Metal-organic framework and graphene-like layers: new perspectives for conductive microporous composite materials

Metal-organic framework (MOF) intercalated with conductive graphene-like (GL) layers were synthesized and characterized. The selected MOF, the copper-based HKUST-1, combines high surface area, water stability, simple preparation and low costs. GL layers used to intercalate the MOF structure were obtained by a two-step, high-controlled, oxidation/reduction wet treatment of a high surface carbon black [1,2]. MOF composites were produced at different carbonaceous layers load. Elemental analysis demonstrated a complete incorporation of the carbonaceous layers into the hybrid structure.

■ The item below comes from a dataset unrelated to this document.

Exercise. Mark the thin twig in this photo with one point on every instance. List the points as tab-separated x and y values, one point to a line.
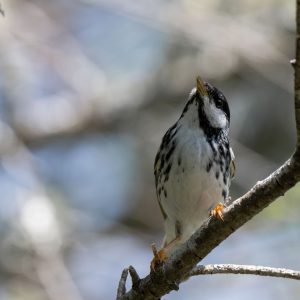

X-ray diffraction measurements revealed patterns resembling the ones reported for pure HKUST-1, indicating that the presence of intercalated GL layers does not prevent the formation of linkages between Cu ions and the BTC molecule, leading to the formation of HKUST-1 crystals (with negligible presence of the competing CuO2 phase). The Scanning Electron Microscope observations are in agreement with such structural results. Ar adsorption/desorption isotherms showed the preservation of the microporous character of the samples with the GL intercalation, revealing however a decrease in the average size of the pores for higher concentrations [3]. Spectroscopic and electrical conductivity characterizations were performed on GL, MOF and hybrid samples. The analysis of Infrared spectra and x-ray absorption spectra suggests that the carboxylic functionalities of the graphenic layers have interacted with the Cu dimers, and chemical interactions are involved in the formation of the composites. Likely, the presence of residuals of carboxylic groups, located at the edges of the GL basal planes, helps the interaction with the MOF crystals, similarly with those observed for MOF/Graphite-Oxide composites. Once again, this seems to not interfere with the MOF crystal formation [3]. The electrical conductivity rapidly increases with the added GL percentage, ranging over 5 orders of magnitude when the GL amounts changes between 5% and 40% wt. The increase does not follow a linear behavior. The observed strongly superlinear trend vs. doping and the observation of a threshold doping can be interpreted in terms of percolation theory. The relatively large threshold and saturation values for the GL concentration suggest a weak interaction between the filler particles inside the matrices, probably due to a good dispersion triggered by the high porosity of the host material [3].